Présentant la « crise » de l’OMS, le journal Le Temps du 20 mai 2025 (p. 5) cite, en rouge, une phrase de M. Michel Kazatchkine, conseiller spécial de l’ONU sur le Sida, qui dit ceci : « L’agence onusienne doit mettre l’accent sur la qualité de la science, qui est battue en brèche par les réseaux sociaux ».
« La qualité de la science »
Fort bien, mais de quelle science s’agit-il ? De la science humaine ou de la science dite dure ou exacte ?
Toute science implique la connaissance de règles, mais ces règles n’ont pas la même portée quand il s’agit d’une science humaine ou d’une science dure.
Une science humaine comporte des règles générales de portée relative dont l’application doit être constamment interprétée et adaptée à l’infinie diversité des êtres humains, chacun étant unique. Une science dure s’occupe de règles dont la nature absolue ne peut être contestée que par une autre règle elle aussi absolue.
Les deux démarches scientifiques ne sont pas les mêmes.
Une science humaine ne progresse que par l’étude infatigable de l’être humain, chacun ayant son individualité propre, susceptible de réagir différemment par rapport à une loi élaborée par les sciences humaines ; ceci implique une utilisation extrêmement précautionneuse des règles façonnées par les hommes et l’impossibilité de découvrir une ou des règles applicables donc imposables une fois pour toutes à toute l’humanité.

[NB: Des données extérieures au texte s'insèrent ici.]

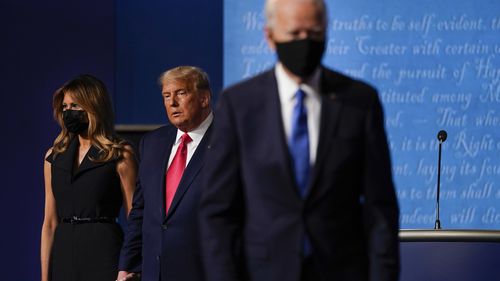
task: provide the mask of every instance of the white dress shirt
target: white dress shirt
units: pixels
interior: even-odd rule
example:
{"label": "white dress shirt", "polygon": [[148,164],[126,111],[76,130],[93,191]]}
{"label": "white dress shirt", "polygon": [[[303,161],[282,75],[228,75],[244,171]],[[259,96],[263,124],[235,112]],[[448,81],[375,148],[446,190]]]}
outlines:
{"label": "white dress shirt", "polygon": [[[191,142],[187,144],[187,159],[186,159],[186,167],[189,163],[189,160],[191,160],[191,157],[193,157],[194,152],[196,151],[196,148],[201,142],[201,139],[203,139],[203,136],[208,130],[208,127],[210,127],[210,124],[212,124],[212,121],[214,120],[214,115],[212,112],[201,122],[200,126],[198,128],[187,132],[189,137],[192,139]],[[170,151],[170,158],[168,159],[168,167],[170,167],[170,164],[172,163],[172,160],[174,160],[175,153],[177,152],[177,148],[181,144],[181,137],[184,135],[184,132],[177,129],[177,136],[175,137],[175,142],[174,145],[172,146],[172,151]]]}
{"label": "white dress shirt", "polygon": [[321,68],[317,68],[311,75],[311,78],[298,85],[286,74],[281,63],[275,67],[276,81],[278,83],[278,92],[281,104],[281,115],[283,118],[283,127],[287,143],[292,134],[292,114],[297,99],[295,93],[299,87],[304,91],[304,104],[307,110],[307,130],[309,135],[309,160],[311,165],[316,161],[318,150],[319,126],[321,116],[321,96],[320,96],[320,74]]}

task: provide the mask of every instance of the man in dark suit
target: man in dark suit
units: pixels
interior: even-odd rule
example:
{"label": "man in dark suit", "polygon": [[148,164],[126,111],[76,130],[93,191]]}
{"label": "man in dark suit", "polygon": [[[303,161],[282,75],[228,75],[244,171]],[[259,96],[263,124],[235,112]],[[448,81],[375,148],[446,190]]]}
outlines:
{"label": "man in dark suit", "polygon": [[226,89],[200,207],[208,281],[393,281],[399,209],[369,85],[320,65],[322,0],[269,0],[275,68]]}
{"label": "man in dark suit", "polygon": [[198,203],[213,114],[208,76],[181,66],[160,76],[171,125],[140,143],[139,175],[117,280],[204,280]]}

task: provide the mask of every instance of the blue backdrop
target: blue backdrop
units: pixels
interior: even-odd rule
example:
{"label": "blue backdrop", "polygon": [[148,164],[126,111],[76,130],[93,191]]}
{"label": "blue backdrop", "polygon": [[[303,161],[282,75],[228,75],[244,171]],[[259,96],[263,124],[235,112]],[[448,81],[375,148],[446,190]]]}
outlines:
{"label": "blue backdrop", "polygon": [[120,124],[166,122],[160,74],[178,65],[205,70],[222,87],[222,1],[118,1],[116,115]]}
{"label": "blue backdrop", "polygon": [[[4,150],[4,158],[1,162],[0,193],[2,213],[0,265],[4,269],[1,280],[31,281],[39,278],[40,229],[44,202],[42,166],[45,152],[51,146],[59,130],[52,118],[51,101],[54,90],[63,82],[80,73],[92,73],[100,77],[110,89],[119,123],[160,124],[165,123],[165,115],[156,79],[163,70],[179,64],[201,66],[209,73],[213,88],[217,93],[223,85],[244,77],[245,72],[231,67],[243,65],[248,68],[246,70],[248,74],[254,74],[272,65],[272,54],[267,54],[267,57],[263,59],[257,56],[264,53],[263,57],[265,57],[266,52],[269,52],[262,43],[261,1],[228,1],[224,8],[222,2],[222,0],[150,0],[141,3],[132,0],[0,1],[0,77],[2,77],[0,101],[3,105],[0,111],[0,118],[3,120],[0,139]],[[381,94],[389,93],[381,97],[386,106],[387,126],[394,143],[393,149],[398,148],[398,150],[393,150],[393,158],[403,209],[408,206],[410,209],[419,210],[417,215],[433,212],[433,204],[429,202],[432,199],[426,198],[427,195],[420,195],[424,196],[418,199],[420,201],[410,199],[419,196],[417,191],[425,191],[426,188],[434,186],[435,175],[422,174],[423,166],[420,172],[417,168],[420,159],[424,159],[422,164],[435,165],[437,158],[435,142],[432,148],[429,148],[429,143],[435,139],[438,129],[445,128],[450,133],[450,139],[445,143],[443,162],[449,166],[450,171],[448,176],[444,176],[443,190],[455,190],[456,196],[461,196],[461,192],[467,191],[475,179],[478,181],[472,186],[476,186],[474,188],[479,190],[482,190],[481,188],[484,188],[487,182],[492,184],[489,185],[491,189],[484,189],[486,190],[484,196],[488,196],[490,201],[474,198],[466,202],[451,201],[449,199],[451,195],[449,195],[448,199],[444,200],[442,208],[449,209],[455,204],[460,204],[459,202],[465,202],[467,206],[475,208],[471,209],[475,211],[474,215],[464,215],[464,218],[474,217],[474,223],[476,223],[478,218],[482,220],[482,217],[485,217],[486,222],[494,222],[494,224],[490,223],[488,228],[498,228],[499,216],[493,215],[493,212],[485,216],[487,210],[484,213],[480,205],[481,202],[485,202],[487,208],[491,210],[496,211],[499,208],[495,203],[498,202],[495,197],[499,182],[498,147],[488,150],[489,137],[487,137],[489,135],[493,142],[498,141],[499,42],[495,41],[499,38],[500,20],[495,14],[498,11],[498,1],[478,0],[473,3],[471,1],[461,1],[461,3],[445,1],[442,4],[440,2],[432,5],[430,1],[420,1],[418,4],[411,4],[408,1],[379,1],[378,4],[371,4],[370,7],[364,7],[358,2],[357,0],[329,1],[332,14],[330,18],[331,40],[325,63],[374,83],[381,90]],[[238,4],[249,3],[253,3],[252,7],[238,6]],[[441,12],[446,11],[447,7],[453,7],[453,13]],[[246,9],[253,12],[245,13]],[[240,10],[241,12],[238,12]],[[480,10],[482,14],[478,16]],[[227,11],[232,12],[228,14]],[[385,14],[382,11],[386,11]],[[409,14],[409,11],[413,14]],[[419,32],[407,29],[399,32],[375,32],[373,30],[368,32],[362,29],[362,26],[367,24],[363,24],[363,21],[372,22],[373,26],[373,22],[377,19],[390,21],[392,24],[396,18],[398,26],[401,26],[400,21],[404,21],[404,25],[409,26],[412,19],[424,22],[424,15],[433,14],[436,18],[426,18],[432,18],[431,22],[434,26],[437,26],[438,19],[451,21],[456,19],[456,21],[462,21],[464,25],[463,22],[466,19],[477,22],[479,18],[482,18],[482,23],[479,25],[481,28],[474,32],[457,29],[447,32],[434,30],[434,33],[431,33],[429,29],[425,38],[419,35]],[[400,17],[397,18],[397,15]],[[336,18],[338,21],[334,22]],[[461,20],[461,18],[464,19]],[[223,19],[226,23],[224,28]],[[235,55],[235,59],[248,55],[247,62],[237,63],[238,61],[235,60],[232,65],[227,65],[228,58],[230,58],[228,54],[235,52],[231,45],[239,48],[237,44],[240,44],[238,43],[239,37],[234,36],[237,33],[231,35],[230,32],[226,32],[223,36],[223,31],[227,31],[230,23],[234,24],[236,30],[248,29],[242,32],[242,35],[254,34],[252,36],[255,36],[249,43],[245,43],[254,44],[255,47],[250,45],[241,49],[243,54],[236,53]],[[416,28],[416,22],[413,25]],[[451,28],[451,26],[458,27],[460,24],[443,23],[440,26]],[[386,44],[384,41],[375,41],[384,34],[388,37],[381,37],[385,39],[380,40],[396,38],[398,34],[406,34],[405,36],[410,39],[421,42],[434,42],[441,38],[441,41],[438,40],[440,53],[412,55],[409,56],[411,59],[407,56],[359,54],[355,43],[356,37],[369,36],[370,44]],[[445,55],[443,53],[446,51],[445,46],[453,42],[448,38],[451,35],[455,35],[456,38],[453,40],[457,42],[486,44],[488,55]],[[242,40],[246,40],[244,38],[241,36]],[[252,40],[255,43],[252,43]],[[409,44],[408,52],[413,50],[414,43],[404,44]],[[342,47],[343,45],[345,47]],[[225,51],[224,59],[223,51]],[[442,59],[447,62],[441,61]],[[257,62],[260,61],[267,61],[267,64],[258,64]],[[457,67],[453,67],[450,61],[456,61]],[[384,62],[387,63],[387,68],[383,65],[379,66]],[[224,72],[223,64],[226,65]],[[400,84],[395,82],[399,75],[397,70],[418,69],[420,64],[422,64],[422,69],[425,69],[424,66],[445,67],[447,69],[445,79],[405,78]],[[464,79],[461,83],[454,85],[453,83],[459,82],[452,78],[454,70],[459,69],[457,73],[461,75],[462,68],[459,66],[464,64],[466,65],[463,70]],[[379,66],[378,69],[381,70],[375,71],[376,66]],[[231,71],[228,69],[233,69],[234,77],[231,78]],[[387,74],[387,71],[383,69],[391,69],[391,74]],[[387,76],[389,77],[384,78]],[[442,90],[438,87],[439,84],[446,86],[443,89],[448,90]],[[455,88],[449,88],[450,85],[454,85]],[[421,94],[426,87],[428,89]],[[441,93],[435,89],[441,89],[439,91],[442,93],[449,94],[435,95],[434,93]],[[403,93],[403,96],[407,98],[401,99],[400,95],[391,94],[391,90]],[[458,95],[462,92],[464,95]],[[419,93],[425,102],[420,102]],[[470,95],[466,95],[467,93]],[[391,98],[392,96],[394,97]],[[435,101],[432,99],[433,96],[436,96]],[[443,98],[437,98],[437,96]],[[468,96],[470,98],[467,98]],[[408,99],[414,102],[410,103]],[[439,124],[438,118],[444,114],[440,113],[439,108],[448,107],[455,111],[453,114],[459,117],[466,116],[465,126],[441,126]],[[398,117],[399,111],[401,113]],[[491,113],[488,115],[489,112]],[[410,113],[413,115],[407,116]],[[427,118],[430,121],[427,125],[419,125],[418,122],[413,123],[419,118],[410,116]],[[481,116],[484,118],[479,118]],[[483,126],[477,126],[476,120],[483,120]],[[424,127],[425,130],[422,129]],[[456,139],[462,131],[465,135],[462,134],[462,139]],[[465,136],[466,139],[464,139]],[[406,141],[405,137],[408,138]],[[483,138],[486,140],[483,141]],[[426,144],[425,147],[423,143]],[[460,158],[462,158],[461,161],[457,160]],[[463,168],[461,168],[462,161]],[[455,167],[454,176],[452,176],[452,167]],[[431,170],[433,169],[427,169],[428,173]],[[481,173],[484,177],[480,177]],[[405,179],[405,176],[409,179]],[[404,189],[401,182],[414,185],[413,195],[411,186]],[[407,190],[405,195],[401,194],[403,190]],[[480,192],[477,197],[481,197]],[[465,214],[472,214],[472,211],[465,212]],[[422,217],[417,217],[417,215],[413,217],[422,220]],[[422,225],[430,228],[432,222],[425,221]],[[443,217],[443,225],[445,227],[454,225],[451,222],[451,214]],[[469,247],[469,244],[459,244],[458,247],[452,246],[454,250],[450,251],[449,248],[443,246],[405,244],[402,248],[402,277],[405,278],[402,280],[405,281],[419,280],[412,278],[418,276],[423,270],[432,273],[440,269],[435,266],[435,263],[429,264],[431,260],[446,261],[445,265],[453,269],[446,271],[447,274],[444,275],[445,277],[451,276],[450,278],[441,278],[441,280],[459,280],[462,277],[460,280],[494,280],[495,275],[492,272],[494,273],[494,269],[499,267],[499,249],[492,245],[486,247],[470,245]],[[460,254],[456,250],[460,250]],[[469,253],[474,253],[474,259],[470,259]],[[465,263],[457,262],[457,259]],[[429,269],[430,267],[433,268]],[[480,269],[480,272],[474,272],[474,268]],[[435,276],[439,277],[439,275]],[[474,279],[474,277],[479,279]],[[425,280],[439,279],[429,277]]]}
{"label": "blue backdrop", "polygon": [[[271,67],[264,1],[224,2],[224,85]],[[323,63],[379,90],[402,228],[500,228],[500,2],[330,0]]]}
{"label": "blue backdrop", "polygon": [[54,91],[91,73],[112,93],[118,122],[161,124],[156,79],[179,64],[201,66],[221,88],[222,1],[0,1],[0,280],[40,277]]}
{"label": "blue backdrop", "polygon": [[52,93],[80,73],[113,91],[114,5],[0,1],[0,42],[0,279],[39,280],[43,159],[58,132]]}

Dans les sciences dites « dures », c’est le débat technique constant qui permettra de découvrir une nouvelle ou une autre règle absolue complétant ou renversant une règle connue dite absolue.
La santé est une science humaine
La santé n’est pas une science exacte. Certes, il y a des règles générales, mais il n’y a pas de règle absolue, d’où la nécessité, par exemple, de favoriser toujours le contact personnel entre le médecin et son patient, de tenir compte de l’environnement du patient, de ses antécédents, de ses besoins. L’ordinateur peut fournir des points de repère, il ne fournira jamais une réponse infaillible pour la personne concernée. Il ne peut donc pas y avoir de règle universelle absolue en matière de santé, il n’y a que des règles moyennes ou relatives adaptables éventuellement à chaque personne, au risque de causer, à défaut, plus de mal que de bien ou même simplement autant de mal que de bien. La dernière pandémie l’a largement montré. Les mesures à prendre varient selon de nombreux critères propres à chaque pays et, au sein de chaque pays, éventuellement à chaque région, voire à chaque groupe de population. Une organisation mondiale de la santé doit fournir des informations. Elle peut à la rigueur émettre des recommandations, des conseils ou suggestions mais à aucun moment des règles impératives, éventuellement universelles. La crise financière que traverse l’OMS puisse-t-elle offrir l’occasion d’adapter la fonction de cette organisation aux exigences de la science humaine qu’est la santé et de la soustraire à celles rigides et principalement financières des sciences dures élaborées ou concrétisées par ce que l’article du Temps cité plus haut appelle les « big techs ».